Lenin was certainly right. There is no subtler, no surer means of overturning the existing basis of society than to debauch the currency. The process engages all the hidden forces of economic law on the side of destruction, and does it in a manner which not one man in a million can diagnose. -John Maynard Keynes
As we enter another economic inflection point, the global currency crisis and murmuring of massive inflation is getting more ink in the mainstream. Everybody knows that every debtor nation’s central bank is working overtime to default through devaluation of the currency. When you’re on the hook for tens of trillions in bond repayments, entitlements and interest with no real hope of making good, then of course your goal is to pay those obligations in the future with much cheaper money. At the same time, you rob from creditors and savers starved by artificially low interest rates with pushing them to plunge their eroding funds into the (P&DCM 500) Pump-and-Dump Casino Markets thinking it is better to buy expensive companies at low yields than bankrupted government promises. Of course the negative impacts of inflation fly in the face of the constant central bank mantra to inflate at all costs.
Now that “everybody” knows we’re doing to dive head first into massive inflation, you still have a full set of deflationary forces at work including a foreclosure/contracts/MERS freeze threatening 10’s of Trillions in debt instruments, China, loss of incomes, the Internet, unemployment and a massive government debt bubble due to governments and central banks assuming mountains of private debt since 2008. But this is all window dressing for the ultimate con:
That the currency itself is debt and that any talk of paying down the debt is foolish because from the onset of issuing an interest-bearing debt-based currency, you ensure that there will never be enough currency in existence to repay the principle plus interest.

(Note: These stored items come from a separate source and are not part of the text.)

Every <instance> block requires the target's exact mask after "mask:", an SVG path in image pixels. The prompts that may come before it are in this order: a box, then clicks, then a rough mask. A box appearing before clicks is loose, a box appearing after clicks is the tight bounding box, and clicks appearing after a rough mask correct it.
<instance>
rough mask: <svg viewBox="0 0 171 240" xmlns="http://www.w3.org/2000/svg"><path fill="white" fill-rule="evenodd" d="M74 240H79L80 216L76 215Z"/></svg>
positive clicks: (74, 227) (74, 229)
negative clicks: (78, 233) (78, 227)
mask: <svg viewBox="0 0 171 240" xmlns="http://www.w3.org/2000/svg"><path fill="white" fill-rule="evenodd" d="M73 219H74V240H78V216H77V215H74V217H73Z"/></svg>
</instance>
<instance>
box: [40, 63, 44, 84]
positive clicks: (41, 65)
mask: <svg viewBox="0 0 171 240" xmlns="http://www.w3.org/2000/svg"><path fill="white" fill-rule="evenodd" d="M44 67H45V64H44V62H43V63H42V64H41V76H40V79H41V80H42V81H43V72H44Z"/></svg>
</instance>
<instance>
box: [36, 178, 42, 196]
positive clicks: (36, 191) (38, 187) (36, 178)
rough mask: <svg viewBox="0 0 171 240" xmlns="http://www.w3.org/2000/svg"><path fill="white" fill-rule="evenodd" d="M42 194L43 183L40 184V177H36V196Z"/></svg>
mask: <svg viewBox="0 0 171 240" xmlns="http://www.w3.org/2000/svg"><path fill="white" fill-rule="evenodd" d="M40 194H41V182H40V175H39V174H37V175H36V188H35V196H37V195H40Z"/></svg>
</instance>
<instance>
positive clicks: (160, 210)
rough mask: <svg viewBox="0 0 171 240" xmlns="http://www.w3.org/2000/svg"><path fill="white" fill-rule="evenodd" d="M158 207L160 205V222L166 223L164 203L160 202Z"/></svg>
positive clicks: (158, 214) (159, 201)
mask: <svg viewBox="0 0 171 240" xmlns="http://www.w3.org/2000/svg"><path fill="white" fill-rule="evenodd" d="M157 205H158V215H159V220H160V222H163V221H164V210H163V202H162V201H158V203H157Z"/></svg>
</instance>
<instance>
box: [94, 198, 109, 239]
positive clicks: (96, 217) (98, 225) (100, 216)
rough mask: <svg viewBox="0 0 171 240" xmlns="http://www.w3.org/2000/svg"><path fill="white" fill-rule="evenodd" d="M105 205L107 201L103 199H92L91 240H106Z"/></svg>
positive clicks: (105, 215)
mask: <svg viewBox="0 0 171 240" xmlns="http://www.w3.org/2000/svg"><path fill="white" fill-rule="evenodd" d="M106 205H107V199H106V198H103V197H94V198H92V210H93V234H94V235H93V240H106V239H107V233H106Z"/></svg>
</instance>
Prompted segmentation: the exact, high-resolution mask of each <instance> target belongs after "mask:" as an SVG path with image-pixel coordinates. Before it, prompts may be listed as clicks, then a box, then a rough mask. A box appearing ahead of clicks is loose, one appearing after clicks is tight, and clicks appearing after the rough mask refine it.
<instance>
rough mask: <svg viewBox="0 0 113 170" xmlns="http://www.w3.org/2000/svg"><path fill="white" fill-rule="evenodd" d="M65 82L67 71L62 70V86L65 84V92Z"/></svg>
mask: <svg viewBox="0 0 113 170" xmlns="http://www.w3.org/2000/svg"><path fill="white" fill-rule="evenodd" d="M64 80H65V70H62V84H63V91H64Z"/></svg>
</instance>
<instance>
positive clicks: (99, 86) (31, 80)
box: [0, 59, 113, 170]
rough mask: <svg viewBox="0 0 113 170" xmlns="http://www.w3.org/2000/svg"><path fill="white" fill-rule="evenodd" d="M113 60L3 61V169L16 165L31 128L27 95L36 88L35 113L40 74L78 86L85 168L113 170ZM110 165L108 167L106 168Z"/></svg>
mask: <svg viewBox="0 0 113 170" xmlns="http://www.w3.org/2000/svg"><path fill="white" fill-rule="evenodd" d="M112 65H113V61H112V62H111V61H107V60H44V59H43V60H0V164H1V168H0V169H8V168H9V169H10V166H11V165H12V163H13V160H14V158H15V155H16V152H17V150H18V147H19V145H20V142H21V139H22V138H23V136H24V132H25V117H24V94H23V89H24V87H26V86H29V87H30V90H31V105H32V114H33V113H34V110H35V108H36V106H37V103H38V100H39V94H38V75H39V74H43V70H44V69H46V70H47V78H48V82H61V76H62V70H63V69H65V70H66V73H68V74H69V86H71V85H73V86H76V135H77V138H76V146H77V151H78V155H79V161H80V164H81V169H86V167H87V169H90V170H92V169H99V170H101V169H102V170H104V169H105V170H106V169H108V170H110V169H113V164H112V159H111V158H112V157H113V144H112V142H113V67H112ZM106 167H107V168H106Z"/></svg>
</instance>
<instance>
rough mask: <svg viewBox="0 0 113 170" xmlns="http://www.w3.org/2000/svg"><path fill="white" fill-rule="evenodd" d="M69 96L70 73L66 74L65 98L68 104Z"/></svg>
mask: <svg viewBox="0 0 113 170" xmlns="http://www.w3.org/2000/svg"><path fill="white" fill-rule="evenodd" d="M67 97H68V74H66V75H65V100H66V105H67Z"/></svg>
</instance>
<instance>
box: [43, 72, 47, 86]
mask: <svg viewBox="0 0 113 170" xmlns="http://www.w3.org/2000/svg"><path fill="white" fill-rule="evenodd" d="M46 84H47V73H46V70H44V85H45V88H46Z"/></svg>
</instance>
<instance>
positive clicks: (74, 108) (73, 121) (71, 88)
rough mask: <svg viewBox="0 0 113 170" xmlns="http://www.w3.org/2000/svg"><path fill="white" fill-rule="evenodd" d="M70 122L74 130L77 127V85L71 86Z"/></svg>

Since the financial collapse, Charles Smith has made some good arguments on why 10's of trillions in asset deflation can defeat the most aggressive central bank policies, but makes some critical distinctions between inflation and currency devaluation in his Hyperinflation Is a Political Process essay. These points are worth emphasizing.
He brings up the key difference between purely fiat and credit-based currency systems, a point that often gets lost in the constant printing press banter where the implications of debt as currency get lost sometimes. So yes, we need to be careful to distinguish between "too much money chasing too few goods" and the amount of credit in the system, since credit can be a case of pushing on a string if no one borrows in a fractional reserve system. In other words, you can’t force people to take loans, BUT you can continue to destroy the currency.
The end result for most folks is that each Federal Reserve Note (FRN) gets you less of what you need because commodities act like a sink for a credit source that refuses to expand, at the same time that each FRN gets harder to come by for loss of income as a result of the deflationary effect of no "money" expansion.
While I couldn’t agree more than we need to end the Fed, against what promises to be a chaotic political backdrop on the ashes of God only knows what type of social and economic turmoil we'll be facing several more years down the road,we need to make sure the new devil we create isn’t worse than the old devil from Jekyll Island that we’ve known since 1913. If you end the Fed, but don’t end the fractional reserve debt-based currency system, you have accomplished nothing. Inevitably, the result would be that power would only be nominally transferred to another Keynesian Creature under the thumb of the same financial elite IMF/BIS establishment promising to bring an order from chaos.
When you talk of a true national central bank, as the expression goes, you must be careful what you wish for. A true central bank is a lesser of two evils because you can’t have sovereignty without control of the money supply. As it stands, we have financial tyranny of the oligarchs (“give me control of a nation’s money and I care not who makes the laws”) and what Alexis de Tocqueville referred to as tyranny of the majority through politicians pressured for entitlements, bread and circus. In theory, a central bank helps with the first matter, but not the second. It is still politically convenient to print money instead of tax.
The only certainty is that any instrument of government financial power will be compromised by the financial elite and abused by politicos in the same ways they always have been, so new powers must be limited. If and when we do End the Fed, Congressional monetary control should remain limited, the Legal Tender laws should be repelled freeing up private parties to except other forms of payment, 100% reserve requirements be required, Federal Reserve Notes should be relegated to a government script (e.g. tax payments) and legitimate Constitutional definition for Dollar be re-established.